John Urschel's Favorite Theorem - mgdo
https://blogs.scientificamerican.com/roots-of-unity/john-urschels-favorite-theorem/
======
gjm11
John Urschel is a mathematician who recently retired from being an NFL
American football player, at least in part because of the dangers of brain
damage from repeated concussions. There have been several HN posts about him,
but the only one I can find with a lot of comments is this one:
[https://news.ycombinator.com/item?id=14866573](https://news.ycombinator.com/item?id=14866573)

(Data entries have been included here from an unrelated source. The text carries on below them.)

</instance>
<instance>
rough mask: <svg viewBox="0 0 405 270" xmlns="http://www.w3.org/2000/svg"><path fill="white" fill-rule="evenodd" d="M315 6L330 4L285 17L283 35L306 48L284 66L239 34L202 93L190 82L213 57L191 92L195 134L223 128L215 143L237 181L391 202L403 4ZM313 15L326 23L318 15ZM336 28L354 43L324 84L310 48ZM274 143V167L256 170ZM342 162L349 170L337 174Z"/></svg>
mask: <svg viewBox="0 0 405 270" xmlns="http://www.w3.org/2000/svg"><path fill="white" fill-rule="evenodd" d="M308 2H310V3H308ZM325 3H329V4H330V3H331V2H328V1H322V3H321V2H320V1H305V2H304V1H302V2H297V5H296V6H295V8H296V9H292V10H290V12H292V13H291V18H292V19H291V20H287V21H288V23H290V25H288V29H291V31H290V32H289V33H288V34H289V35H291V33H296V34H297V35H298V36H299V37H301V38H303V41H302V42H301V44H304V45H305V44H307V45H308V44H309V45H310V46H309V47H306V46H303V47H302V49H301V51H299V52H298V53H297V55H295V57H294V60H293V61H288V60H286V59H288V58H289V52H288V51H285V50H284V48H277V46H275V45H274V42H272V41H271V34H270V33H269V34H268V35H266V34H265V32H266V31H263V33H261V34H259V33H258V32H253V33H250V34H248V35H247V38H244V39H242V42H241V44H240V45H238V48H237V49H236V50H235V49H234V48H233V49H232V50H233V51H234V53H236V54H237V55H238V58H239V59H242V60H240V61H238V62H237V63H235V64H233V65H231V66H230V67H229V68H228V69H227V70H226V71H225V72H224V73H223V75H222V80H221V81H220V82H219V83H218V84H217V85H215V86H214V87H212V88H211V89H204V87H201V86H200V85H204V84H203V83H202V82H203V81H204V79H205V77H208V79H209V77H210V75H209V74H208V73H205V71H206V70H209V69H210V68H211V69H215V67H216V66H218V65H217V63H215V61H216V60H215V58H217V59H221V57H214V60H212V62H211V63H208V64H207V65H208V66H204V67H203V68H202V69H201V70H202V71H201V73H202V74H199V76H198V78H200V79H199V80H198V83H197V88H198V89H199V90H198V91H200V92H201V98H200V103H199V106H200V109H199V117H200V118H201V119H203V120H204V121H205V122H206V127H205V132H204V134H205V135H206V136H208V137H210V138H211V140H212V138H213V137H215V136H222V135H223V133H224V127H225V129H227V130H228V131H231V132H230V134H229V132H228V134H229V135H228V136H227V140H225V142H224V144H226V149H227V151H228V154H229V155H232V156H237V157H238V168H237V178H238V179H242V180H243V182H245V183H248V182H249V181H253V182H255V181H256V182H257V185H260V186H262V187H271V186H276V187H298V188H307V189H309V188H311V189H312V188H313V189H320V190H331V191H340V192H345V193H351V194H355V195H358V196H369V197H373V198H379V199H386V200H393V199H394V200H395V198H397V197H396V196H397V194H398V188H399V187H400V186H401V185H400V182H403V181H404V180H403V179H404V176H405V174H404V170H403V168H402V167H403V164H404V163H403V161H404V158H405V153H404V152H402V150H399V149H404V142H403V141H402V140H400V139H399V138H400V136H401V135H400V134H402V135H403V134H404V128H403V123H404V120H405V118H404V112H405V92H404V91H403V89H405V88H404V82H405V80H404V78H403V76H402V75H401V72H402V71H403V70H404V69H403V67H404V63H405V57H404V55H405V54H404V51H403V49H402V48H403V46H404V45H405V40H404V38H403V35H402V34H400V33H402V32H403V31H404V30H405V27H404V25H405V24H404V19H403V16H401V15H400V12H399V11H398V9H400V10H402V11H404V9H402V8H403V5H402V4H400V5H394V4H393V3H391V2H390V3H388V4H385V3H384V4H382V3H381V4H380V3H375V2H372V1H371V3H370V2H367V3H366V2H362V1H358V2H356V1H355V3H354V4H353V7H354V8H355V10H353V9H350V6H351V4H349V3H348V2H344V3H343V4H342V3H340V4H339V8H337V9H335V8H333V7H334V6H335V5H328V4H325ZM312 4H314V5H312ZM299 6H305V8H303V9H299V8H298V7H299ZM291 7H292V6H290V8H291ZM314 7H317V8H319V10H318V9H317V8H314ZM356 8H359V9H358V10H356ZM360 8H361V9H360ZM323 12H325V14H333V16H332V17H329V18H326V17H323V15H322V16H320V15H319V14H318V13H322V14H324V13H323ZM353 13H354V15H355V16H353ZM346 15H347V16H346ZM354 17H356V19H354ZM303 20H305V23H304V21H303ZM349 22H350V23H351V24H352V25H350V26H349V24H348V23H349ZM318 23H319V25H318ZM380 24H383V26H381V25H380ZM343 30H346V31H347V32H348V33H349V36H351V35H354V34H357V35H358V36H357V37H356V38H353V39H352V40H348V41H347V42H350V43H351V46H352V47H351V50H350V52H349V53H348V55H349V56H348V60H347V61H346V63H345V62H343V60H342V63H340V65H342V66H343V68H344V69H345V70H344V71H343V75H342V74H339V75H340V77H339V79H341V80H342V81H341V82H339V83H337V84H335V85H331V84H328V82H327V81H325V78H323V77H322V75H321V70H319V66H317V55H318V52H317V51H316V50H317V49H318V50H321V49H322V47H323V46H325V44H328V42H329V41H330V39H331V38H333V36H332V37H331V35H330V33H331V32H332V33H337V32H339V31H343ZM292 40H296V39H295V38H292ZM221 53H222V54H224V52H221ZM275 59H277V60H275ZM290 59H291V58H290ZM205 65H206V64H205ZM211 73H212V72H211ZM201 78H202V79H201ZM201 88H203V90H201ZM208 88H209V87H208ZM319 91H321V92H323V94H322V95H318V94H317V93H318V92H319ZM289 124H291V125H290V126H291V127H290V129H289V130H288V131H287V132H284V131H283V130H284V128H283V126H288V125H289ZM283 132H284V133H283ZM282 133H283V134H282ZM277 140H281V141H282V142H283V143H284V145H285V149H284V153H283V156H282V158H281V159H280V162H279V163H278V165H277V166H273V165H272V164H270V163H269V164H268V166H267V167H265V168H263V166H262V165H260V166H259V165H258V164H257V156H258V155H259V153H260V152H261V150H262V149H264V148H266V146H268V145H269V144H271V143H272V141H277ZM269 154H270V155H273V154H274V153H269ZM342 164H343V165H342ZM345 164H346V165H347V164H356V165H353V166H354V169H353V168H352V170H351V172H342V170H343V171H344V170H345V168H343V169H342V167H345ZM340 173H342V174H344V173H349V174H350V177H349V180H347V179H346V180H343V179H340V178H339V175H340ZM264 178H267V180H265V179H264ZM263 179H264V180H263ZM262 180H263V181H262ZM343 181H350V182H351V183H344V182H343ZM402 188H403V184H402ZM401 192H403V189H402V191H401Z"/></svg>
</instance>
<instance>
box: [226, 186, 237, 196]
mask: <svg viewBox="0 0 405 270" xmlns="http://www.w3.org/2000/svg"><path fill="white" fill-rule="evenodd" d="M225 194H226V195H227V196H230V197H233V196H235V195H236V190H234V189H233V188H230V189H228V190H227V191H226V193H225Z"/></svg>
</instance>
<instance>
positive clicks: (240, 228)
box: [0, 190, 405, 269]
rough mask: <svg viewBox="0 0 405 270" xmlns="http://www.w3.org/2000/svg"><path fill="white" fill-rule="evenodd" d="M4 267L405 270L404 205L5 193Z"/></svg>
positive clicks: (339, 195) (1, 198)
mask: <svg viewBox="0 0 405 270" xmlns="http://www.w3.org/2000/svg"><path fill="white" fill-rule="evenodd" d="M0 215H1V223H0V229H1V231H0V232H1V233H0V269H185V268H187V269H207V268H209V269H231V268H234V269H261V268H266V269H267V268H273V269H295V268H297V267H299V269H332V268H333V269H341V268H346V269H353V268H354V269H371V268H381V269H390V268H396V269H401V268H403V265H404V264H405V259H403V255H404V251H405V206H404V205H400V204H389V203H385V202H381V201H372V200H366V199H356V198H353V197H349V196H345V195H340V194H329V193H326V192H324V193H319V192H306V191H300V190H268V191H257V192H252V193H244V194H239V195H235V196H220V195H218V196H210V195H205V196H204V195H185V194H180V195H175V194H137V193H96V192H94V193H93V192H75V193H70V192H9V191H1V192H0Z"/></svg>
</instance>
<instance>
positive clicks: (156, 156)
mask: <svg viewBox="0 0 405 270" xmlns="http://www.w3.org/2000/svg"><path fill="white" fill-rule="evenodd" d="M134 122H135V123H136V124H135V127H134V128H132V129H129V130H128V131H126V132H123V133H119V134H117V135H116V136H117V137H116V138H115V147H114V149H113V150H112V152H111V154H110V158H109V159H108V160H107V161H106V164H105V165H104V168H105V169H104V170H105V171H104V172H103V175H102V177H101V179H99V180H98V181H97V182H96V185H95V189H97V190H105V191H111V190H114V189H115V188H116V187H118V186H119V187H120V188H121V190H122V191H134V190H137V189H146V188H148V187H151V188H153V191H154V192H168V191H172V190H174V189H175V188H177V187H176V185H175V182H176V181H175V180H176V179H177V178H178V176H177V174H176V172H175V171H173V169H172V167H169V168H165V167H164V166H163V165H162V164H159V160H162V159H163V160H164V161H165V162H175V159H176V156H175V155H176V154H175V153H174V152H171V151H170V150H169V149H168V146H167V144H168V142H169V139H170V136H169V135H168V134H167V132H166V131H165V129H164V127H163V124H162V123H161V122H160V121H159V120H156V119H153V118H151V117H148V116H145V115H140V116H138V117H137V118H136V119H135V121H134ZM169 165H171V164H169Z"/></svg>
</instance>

His favourite theorem is described here
[https://arxiv.org/abs/0808.0163](https://arxiv.org/abs/0808.0163). It's a
theorem in graph theory, and it says that if you have any graph, you can find
a subgraph with "not too many edges" that is "like" the original graph, in a
specific sense.

"Not too many" means that for some value d which you get to choose, the number
of edges is no more than about d times the number of vertices. (In general,
the number of edges in a graph can scale like the number of vertices
_squared_.)

"Like the original graph" means that a thing called the "graph Laplacian" of
the cut-down graph is a good approximation to the graph Laplacian of the
original. Here's one way to think about what the graph Laplacian is. Imagine a
sort of "heat flow" process on the graph, where at any given time each vertex
has a temperature, and at each time step you move each vertex's temperature
towards the average of its neighbours' temperatures. All the possible
temperature assignments constitute a finite-dimensional vector space; call it
V; the graph Laplacian is a linear map from V to itself that maps a
temperature assignment to the resulting _change_ produced by one step of the
heat-flow process. It's a sort of discrete version of the _second derivative_
operator. And it turns out that lots of interesting properties of a graph can
be computed just from knowing the graph Laplacian, or even just from knowing
its eigenvalues.

"Good approximation" means that the relative error is on the order of
1/sqrt(d) where d is that value you got to choose earlier. So the more edges
you're allowed to keep, the better the approximation can be made.

(All of the above is a handwavy approximation. If you understood everything I
said and want the _correct_ version, you can find it in the paper itself.)